Solch filigranes Handwerk hätten die Semnonen aus Ribbeck vermutlich nicht gefertigt, meint May. „Es werden eher Haushaltsgegenstände oder kleinere Messer gewesen sein.“ Bei dem Rohstoff handele es sich um sogenanntes Raseneisenerz, das in den nahen Feuchtwiesen des Havelländischen Luchs aufgesammelt worden sei.

Außer den verkohlten Mulden und einigen Klumpen Schlacke war von den Semnonen aus Ribbeck jedoch nichts weiter zu entdecken. „Es hat bestimmt auch eine Siedlung gegeben. Die ist aber mit Sicherheit komplett zerstört worden“, meint der Experte vom Landesdenkmalamt.
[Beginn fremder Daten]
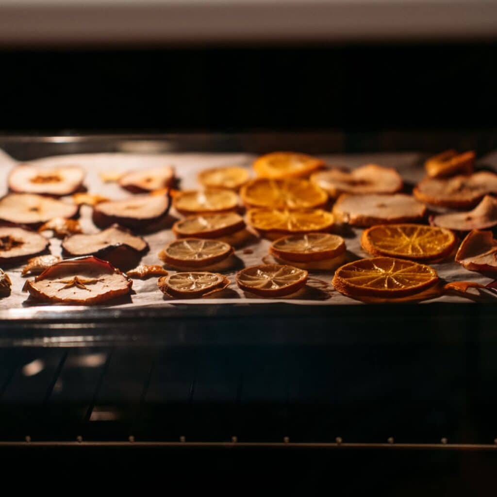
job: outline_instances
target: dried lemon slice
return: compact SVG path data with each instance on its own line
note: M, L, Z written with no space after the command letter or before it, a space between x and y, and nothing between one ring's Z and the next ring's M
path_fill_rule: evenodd
M319 186L295 178L254 179L242 187L240 196L249 207L270 209L313 209L324 205L328 199Z
M261 178L300 178L324 167L321 159L295 152L272 152L259 157L253 163L255 174Z
M231 190L197 190L177 192L172 205L184 215L208 212L222 212L235 210L238 196Z
M321 209L250 209L247 212L247 222L273 240L284 235L327 231L333 226L333 220L332 214Z
M273 242L269 252L282 264L305 269L328 269L343 263L345 246L337 235L291 235Z
M171 297L183 299L199 298L224 290L230 280L219 273L176 273L163 276L157 282L161 291Z
M248 179L248 171L236 166L206 169L198 174L199 182L206 188L238 190Z
M420 224L373 226L361 238L362 248L373 255L421 260L444 258L456 243L450 230Z
M183 238L166 245L159 256L173 266L205 267L224 260L233 253L233 248L224 242Z
M294 293L304 286L308 273L293 266L261 264L246 267L237 273L237 284L243 290L264 297Z
M391 257L361 259L339 267L332 283L349 297L393 298L413 295L434 285L436 271L429 266Z

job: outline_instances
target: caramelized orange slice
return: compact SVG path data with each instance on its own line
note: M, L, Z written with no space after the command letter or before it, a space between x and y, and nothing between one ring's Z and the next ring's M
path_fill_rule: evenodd
M240 191L244 203L252 207L270 209L313 209L323 206L328 195L305 179L267 179L250 181Z
M324 162L317 157L295 152L272 152L253 163L257 176L273 179L306 177L324 166Z
M456 242L450 230L420 224L372 226L361 238L362 248L373 255L420 260L444 258Z
M438 280L429 266L391 257L361 259L339 267L335 289L349 297L395 298L418 293Z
Reichhaltiger sind die Funde aus der Ribbecker Slawenzeit, wenn auch hier Hinweise auf eine Siedlung bislang fehlen. Auf einem Klapptisch haben die Archäologen die frisch ausgegrabenen Exponate teils in kleinen Plastiktüten verpackt ausgelegt. Darunter auch ein zerbrochenes Tongefäß, einst als Grabbeigabe neben den Leichnam gelegt. Für Diana Megel ein Hinweis auf ein noch heidnisch-slawisches Begräbnisritual. „Allerdings liegen die Skelette mit dem Kopf nach West ausgerichtet. Das spricht auch für erste Einflüsse der Christianisierung“, meint die Archäologin. Den Friedhof schreiben die Wissenschaftler dem slawischen Stamm der Heveller zu.

Den Beginn der Besiedlung des heutigen Brandenburg durch die Slawen datieren Historiker auf das Ende des 6. Jahrhunderts. Zu diesem Zeitpunkt waren die Germanen bereits weitgehend aus dem Gebiet verschwunden. „Zwischen 550 und 700 nach Christus haben wir kaum Funde“, bestätigt May.

Dafür aber förderten Megel und ihr Grabungsteam in Ribbeck etwas zutage, was selbst zu Augustus Zeiten bereits als archäologisches Exponat hätte gelten können. Das älteste und wohl auch spektakulärste Fundstück ist eine kleine Bronzenadel aus dem 13. bis 11. Jahrhundert vor Christus. „Mit solchen Nadeln wurden Kleidungsstücke zusammengesteckt“, erläutert Mays Kollege und Bronzezeit-Experte Franz Schopper. Bislang seien Funde dieser Art fast nur in Polen gemacht worden. Bei der Bronzenadel aus Ribbeck handele es sich vermutlich um das bislang westlichste Exemplar, so Schopper. „Die schafft es sogar ins Landesmuseum“.